Indian educator, entrepreneur

Raju Kendre (born October, 1993) is an Indian educator, social entrepreneur, and social activist known for his work in promoting education and grassroots development in rural and tribal communities of India.

He is the founder and CEO of the Eklavya India Foundation, an organization dedicated to empowering first-generation university students from historically marginalized communities.

Raju is recognized as a TED speaker and has been honored with a place in the Forbes 30 Under 30 list. He is also Chevening scholar at FCDO, UK, German Chancellor Fellow at the Alexander von Humboldt Foundation and a Fellow at the Royal Society of Arts (FRSA).

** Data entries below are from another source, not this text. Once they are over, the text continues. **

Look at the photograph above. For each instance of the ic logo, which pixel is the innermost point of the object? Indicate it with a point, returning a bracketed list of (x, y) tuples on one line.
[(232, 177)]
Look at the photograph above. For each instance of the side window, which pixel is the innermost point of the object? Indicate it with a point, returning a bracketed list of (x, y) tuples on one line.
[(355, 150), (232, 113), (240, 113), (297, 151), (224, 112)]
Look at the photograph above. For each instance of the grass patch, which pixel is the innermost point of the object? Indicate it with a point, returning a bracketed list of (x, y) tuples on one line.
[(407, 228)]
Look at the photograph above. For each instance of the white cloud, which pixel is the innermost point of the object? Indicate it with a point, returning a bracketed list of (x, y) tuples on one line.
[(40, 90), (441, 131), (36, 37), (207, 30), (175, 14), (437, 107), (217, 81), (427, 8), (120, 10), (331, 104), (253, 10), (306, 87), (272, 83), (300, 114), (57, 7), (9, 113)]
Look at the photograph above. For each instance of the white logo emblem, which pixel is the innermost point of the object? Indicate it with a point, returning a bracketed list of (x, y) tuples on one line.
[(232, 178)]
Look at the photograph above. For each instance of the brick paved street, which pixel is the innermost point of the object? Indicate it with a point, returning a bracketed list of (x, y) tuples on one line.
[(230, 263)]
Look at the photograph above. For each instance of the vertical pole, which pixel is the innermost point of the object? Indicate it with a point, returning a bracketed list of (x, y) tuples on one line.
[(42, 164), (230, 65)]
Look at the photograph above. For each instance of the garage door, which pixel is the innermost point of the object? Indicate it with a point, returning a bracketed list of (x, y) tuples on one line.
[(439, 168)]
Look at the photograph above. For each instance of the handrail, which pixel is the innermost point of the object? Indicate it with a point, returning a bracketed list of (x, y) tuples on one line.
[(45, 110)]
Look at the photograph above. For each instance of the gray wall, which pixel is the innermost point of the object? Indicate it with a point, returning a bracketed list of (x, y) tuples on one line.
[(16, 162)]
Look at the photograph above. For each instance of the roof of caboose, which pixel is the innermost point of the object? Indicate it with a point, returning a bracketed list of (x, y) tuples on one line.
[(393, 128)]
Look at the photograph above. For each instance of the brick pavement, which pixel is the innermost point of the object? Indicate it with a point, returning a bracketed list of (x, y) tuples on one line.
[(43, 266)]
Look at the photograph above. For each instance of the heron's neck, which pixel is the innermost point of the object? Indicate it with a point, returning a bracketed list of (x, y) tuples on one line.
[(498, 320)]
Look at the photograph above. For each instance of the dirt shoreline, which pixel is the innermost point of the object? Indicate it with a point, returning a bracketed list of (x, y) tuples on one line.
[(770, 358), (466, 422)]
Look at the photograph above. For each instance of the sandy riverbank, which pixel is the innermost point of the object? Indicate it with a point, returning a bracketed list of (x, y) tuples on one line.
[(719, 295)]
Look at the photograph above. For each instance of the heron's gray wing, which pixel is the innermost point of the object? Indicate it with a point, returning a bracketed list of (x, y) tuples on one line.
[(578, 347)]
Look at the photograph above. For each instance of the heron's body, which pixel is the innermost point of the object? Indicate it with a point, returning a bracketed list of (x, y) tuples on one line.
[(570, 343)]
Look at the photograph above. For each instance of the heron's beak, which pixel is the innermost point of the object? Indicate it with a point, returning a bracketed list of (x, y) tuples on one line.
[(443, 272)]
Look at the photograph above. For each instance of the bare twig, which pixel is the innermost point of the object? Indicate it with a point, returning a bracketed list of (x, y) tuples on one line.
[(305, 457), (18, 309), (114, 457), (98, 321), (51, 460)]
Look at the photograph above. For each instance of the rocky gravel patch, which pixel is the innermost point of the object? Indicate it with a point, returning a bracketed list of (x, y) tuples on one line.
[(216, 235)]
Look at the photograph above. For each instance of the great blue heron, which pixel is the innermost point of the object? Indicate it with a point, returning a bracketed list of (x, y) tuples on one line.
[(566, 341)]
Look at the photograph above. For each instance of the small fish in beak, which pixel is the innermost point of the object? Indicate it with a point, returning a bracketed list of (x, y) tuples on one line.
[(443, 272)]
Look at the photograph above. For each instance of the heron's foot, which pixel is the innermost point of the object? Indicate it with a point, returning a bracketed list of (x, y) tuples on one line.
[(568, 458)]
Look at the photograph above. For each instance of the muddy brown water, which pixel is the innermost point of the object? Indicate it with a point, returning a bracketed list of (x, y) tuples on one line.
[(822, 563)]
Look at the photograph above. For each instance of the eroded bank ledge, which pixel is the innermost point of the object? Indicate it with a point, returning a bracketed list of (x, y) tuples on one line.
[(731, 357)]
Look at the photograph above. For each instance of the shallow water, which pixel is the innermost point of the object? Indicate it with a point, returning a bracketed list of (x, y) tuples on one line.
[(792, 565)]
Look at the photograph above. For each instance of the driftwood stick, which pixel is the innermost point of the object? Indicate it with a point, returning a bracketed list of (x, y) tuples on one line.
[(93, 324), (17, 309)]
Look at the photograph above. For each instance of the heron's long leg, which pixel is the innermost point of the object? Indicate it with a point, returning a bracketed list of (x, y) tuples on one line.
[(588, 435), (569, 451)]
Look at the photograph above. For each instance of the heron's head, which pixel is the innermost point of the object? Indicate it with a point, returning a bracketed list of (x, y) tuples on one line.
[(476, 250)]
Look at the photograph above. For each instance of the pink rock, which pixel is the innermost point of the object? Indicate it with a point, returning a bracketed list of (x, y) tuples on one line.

== Early life and education ==
Raju Kendre was born into an agricultural nomadic tribal family in a small village of Pimpri Khandare, situated near the Lonar Lake in the Buldhana district of Maharashtra. He completed his schooling in a Zilla Parishad (government school) in the vernacular medium. Due to socio-economic constraints and a lack of awareness and mentorship, he had to drop out from Savitribai Phule Pune University and transitioned to a distance education program for his undergraduate studies. His own lived experience facing inequality and limited access to education, motivated him to start Eklavya India Foundation.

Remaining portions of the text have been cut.